# Tempress 2 valve



## Pacificpipes (Oct 1, 2013)

I have never seen this before. It's dripping and I'm wondering if taking it apart will ruin the rest of my day? Anybody play with these before?


----------



## Pacificpipes (Oct 1, 2013)

Ooops


----------



## Pacificpipes (Oct 1, 2013)

Trim


----------



## mrjasontgreek (May 21, 2014)

I would imagine you can get replacement parts through your delta rep, at least around here those valves came from Waltec. Any other Waltec stuff in the US?


----------



## Cajunhiker (Dec 14, 2009)

It might be easier to quit your job and change careers rather than reality this.


----------



## Tommy plumber (Feb 19, 2010)

Level of difficulty is not that high, just go for it!


----------



## Pacificpipes (Oct 1, 2013)

I figured it wouldn't be too crazy. It was my last call of the day. It's like 105 degrees I just got back from a week long bachelor party in Pittsburgh I'm sweating out all my bad decisions.


----------



## Abarr (Jun 19, 2015)

So was it the cartridge? I just got a service call for the same problem.


----------



## timrath (Sep 28, 2013)

That's a Grohe tempress ii. It takes a Grohe 47.080.000 cartridge. It's easy


----------



## Gargalaxy (Aug 14, 2013)

Abarr said:


> So was it the cartridge? I just got a service call for the same problem.
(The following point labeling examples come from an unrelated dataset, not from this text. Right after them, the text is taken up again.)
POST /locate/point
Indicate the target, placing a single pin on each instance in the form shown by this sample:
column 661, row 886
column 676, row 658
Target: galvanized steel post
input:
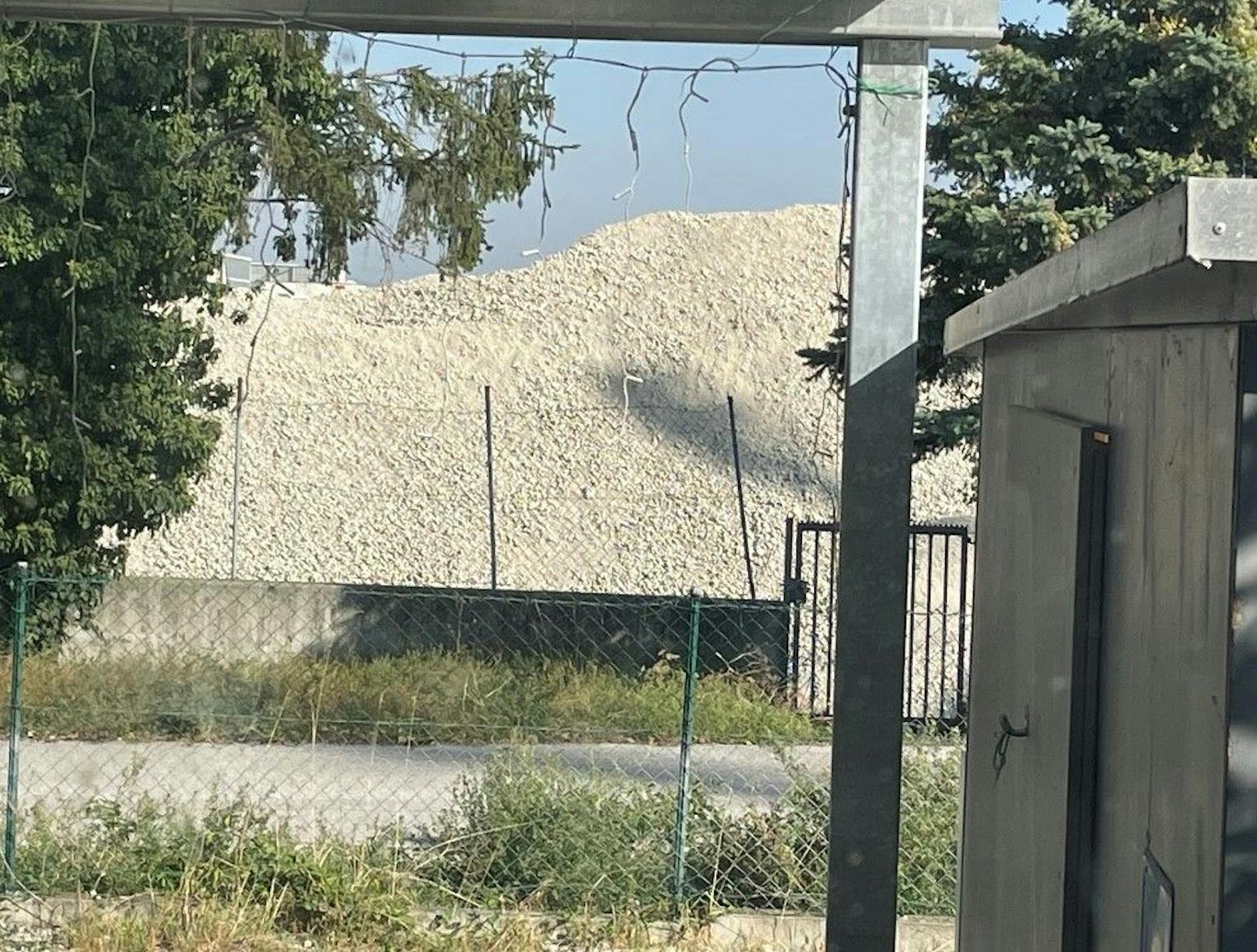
column 683, row 785
column 877, row 482
column 20, row 586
You'll have more problems without an intro.


----------



## Tommy plumber (Feb 19, 2010)

*Hello! Introduction Requested* 
Abarr, an intro is requested from all new members. In case you missed it, here is the link. http://www.plumbingzone.com/f3/. 

The PZ is for Plumbing Professionals ( those engaged in the plumbing profession) 

Post an intro and tell our members where you are from, yrs in the trade, and your area(s) of expertise in the plumbing field. 

This info helps members who are waiting to welcome you to the best plumbing site there is. 

We look forward to your valuable input.


----------



## Pacificpipes (Oct 1, 2013)

I just hit it with some channel locks and it worked


----------



## Debo22 (Feb 15, 2015)

I just replaced one last week. Cartridge is available at Ferguson


----------



## paultheplumber1 (May 1, 2014)

I've seen a few of these the past couple years where the customer somehow stripped the shaft out of the gear inside.


----------



## heaan (Oct 23, 2012)

I like to drop in a few of those chicken Chicken Bouillon cubes in the water heater it cleans up all the scale in water pipes and shower valves


----------



## Pacificpipes (Oct 1, 2013)

And your water tastes like soup.


----------



## heaan (Oct 23, 2012)

Smells like thanksgiving every time i shower


----------



## chonkie (Jul 31, 2014)

heaan said:


> Smells like thanksgiving every time i shower


If your Thanksgiving meals smell like watered down chicken noodle soup, I feel sorry for you. Try this next Thanksgiving ... http://www.greenbergturkey.com


----------